Documenting Time-Sensitive Campus Events Through Social Media and Web Archives Policy

1. Introduction

The ephemeral and dynamic nature of websites and social media communication requires that UTARMS take a proactive role in evaluating sources for long-term preservation as these formats are uniquely sensitive to loss. The nature of this documentation surfaces significant concerns regarding privacy and ethics, as well as how the technical capturing process shapes the records themself.

2. Purpose

The purpose of this policy is to outline criteria and documentation for assessing events which may require web archiving and/or the capture of social media. It also establishes departmental guidelines regarding the type and treatment of information captured within.

3. Policy

  1. Events are captured through social media or web archiving when they are understood to provide unique documentation that significantly impacts the understanding of the event, or the event itself.
  2. Events should have impact on the breadth of UofT and its communities and represent areas of substantial research interest.
  3. Because of staff resources and technological limitations, at this time, UTARMS will only collect webpages and tweets from user timelines and hashtags. This may be revisited as platforms and web archiving technologies change.
  4. Where possible, UTARMS will consult with content creators beforehand about our intentions to document said event and discuss any concerns they may have about the documentation of said event.
  5. UTARMS prioritizes individuals’ right to privacy including the “right to be forgotten”. If a tweet has been deleted, made private or an account suspended, the content will no longer be available when the dataset is accessed at a later date.
  6. With regards to websites, when a site owner authorizes communication of their work to the public over the internet without technological restrictions, we view this as their implicit consent to the indexing and caching of their site. Where a site uses technological protection measures to restrict crawling technology (such as robots.txt), we will not harvest the content without providing notification and securing permission.
    1. Collection finding aids will include an explicit sentence inviting copyright owners to contact UTARMS if they do not wish to have their work or website(s) made available through the collection: You are invited to contact us if you believe that any of the material shared in this collection represents an infringement of copyright, privacy or other legal right. Please include a link to the material in question, along with information about the nature and reason for your request.

4. Definitions

Content creators: Individuals or groups who oversee the creation of content on Twitter.

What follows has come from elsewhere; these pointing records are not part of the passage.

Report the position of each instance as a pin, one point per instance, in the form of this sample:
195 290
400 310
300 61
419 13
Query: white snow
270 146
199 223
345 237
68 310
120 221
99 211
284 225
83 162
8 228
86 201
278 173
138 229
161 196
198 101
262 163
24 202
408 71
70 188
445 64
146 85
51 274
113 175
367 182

Hashtags: A word or phrase preceded by a hash sign (#), used on social media websites and applications, especially Twitter, to identify digital content on a specific topic. Tweets collected through hashtags are done using the research search API endpoint. This endpoint collects tweets from a search query (e.g. hashtag) from the last 7 days. Access to the full-archive search endpoint (dating back to March 2006) is available by applying to the Academic Research product track.

Hydrate: A command that will read a file of tweet IDs and write out the tweet for them into JSON using Twitter's status/lookup API. For further details, see the tool Hydrator.

Third-Party Access: In relation to Twitter’s Platform Usage Guidelines, UTARMS defines ‘Third-Party’ as any individual who is not a UTARMS staff member.

Tweet ID: A unique identifier associated with an individual tweet that is generated by Twitter’s API.

User timeline: Tweets published by a specific Twitter account. Tweets from a user timeline are collected using the user Tweet timeline API endpoint – it can return the 3,200 most recent Tweets, Retweets, replies and Quote Tweets posted by the user (no time limit).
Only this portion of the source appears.